By the time it was actually performed in 1942, Krása had been transported to the concentration camp Theresienstadt, where he was soon joined by the opera’s director, scenic designer and some of the children from the original production.
Krása eventually recreated the opera there from memory and the partial piano score he smuggled in with him — “with the instruments they happened to have there in the camp,” says Bill Kershner, who is directing SBC’s production.
The opera tells the story of a tyrannical organ grinder, the titular Brundibár, who prevents a brother and sister from singing in the marketplace of their village to earn money to help their sick mother. But he is eventually defeated when the siblings team up with a sparrow, a cat, a dog and other children in the town to chase him away.
“Krása tried to put [in] subliminal messages,” Kershner says. “In pictures of the original production, they gave Brundibár a mustache [like Hitler’s]. I guess the Nazis did not consider it to be a threat. … The story really is about how you can band together and triumph over evil. But, at the same time, we know it’s not an easy triumph.”
The opera was performed 55 times at the concentration camp between 1943 and 1944. At one point, the Nazis used it as propaganda to prove to a Red Cross delegation that prisoners were treated humanely there.

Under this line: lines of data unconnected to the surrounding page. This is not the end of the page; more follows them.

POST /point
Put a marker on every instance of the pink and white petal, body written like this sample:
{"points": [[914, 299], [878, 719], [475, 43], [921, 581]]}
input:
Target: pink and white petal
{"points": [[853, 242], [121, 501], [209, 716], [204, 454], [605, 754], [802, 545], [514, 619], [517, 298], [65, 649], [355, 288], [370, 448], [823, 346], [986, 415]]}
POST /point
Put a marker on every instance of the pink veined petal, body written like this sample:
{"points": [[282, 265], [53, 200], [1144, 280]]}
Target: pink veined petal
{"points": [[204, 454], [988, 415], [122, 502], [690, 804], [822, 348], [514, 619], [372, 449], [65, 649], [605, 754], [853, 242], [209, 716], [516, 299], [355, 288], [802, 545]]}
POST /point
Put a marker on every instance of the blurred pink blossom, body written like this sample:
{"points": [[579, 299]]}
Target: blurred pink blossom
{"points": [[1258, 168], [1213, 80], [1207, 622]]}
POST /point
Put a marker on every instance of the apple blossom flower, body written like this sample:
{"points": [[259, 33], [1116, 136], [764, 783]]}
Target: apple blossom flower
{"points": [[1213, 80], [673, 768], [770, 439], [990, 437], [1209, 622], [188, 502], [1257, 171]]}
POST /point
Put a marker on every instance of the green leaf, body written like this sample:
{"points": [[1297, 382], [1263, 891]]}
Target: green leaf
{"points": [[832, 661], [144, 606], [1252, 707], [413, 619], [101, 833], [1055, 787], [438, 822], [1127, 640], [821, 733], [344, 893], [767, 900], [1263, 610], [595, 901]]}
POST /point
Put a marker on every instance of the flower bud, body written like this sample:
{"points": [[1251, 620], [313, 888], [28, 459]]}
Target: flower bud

But, in fact, Theresienstadt was a stopover where more than 150,000 people were held for months or years before being sent to extermination camps. Not long after that Red Cross visit, Krása and many of the residents were sent to the gas chambers at Auschwitz.
To honor their memory, Kershner is staging the opera — which Pulitzer Prize-winning playwright Tony Kushner translated into English in 1992 — as if it’s being performed in 1943 in the camp. The set is designed to look like the inside of Theresienstadt, and members of the orchestra will wear the same prison garb as the cast.
“We’ve given everybody in the cast the name of a concentration camp victim,” Kershner says. “Students have all been given a particular name and, even in some cases, a photograph of someone who was killed.”
He did much of that research himself.
“It really struck me,” he says. “I’d be looking for names of victims of certain ages. I’d do a search in the Holocaust Victims Database [for] 8-year-olds, and [would] get pages and pages and pages of them. The immensity of it, the horror, is astounding.”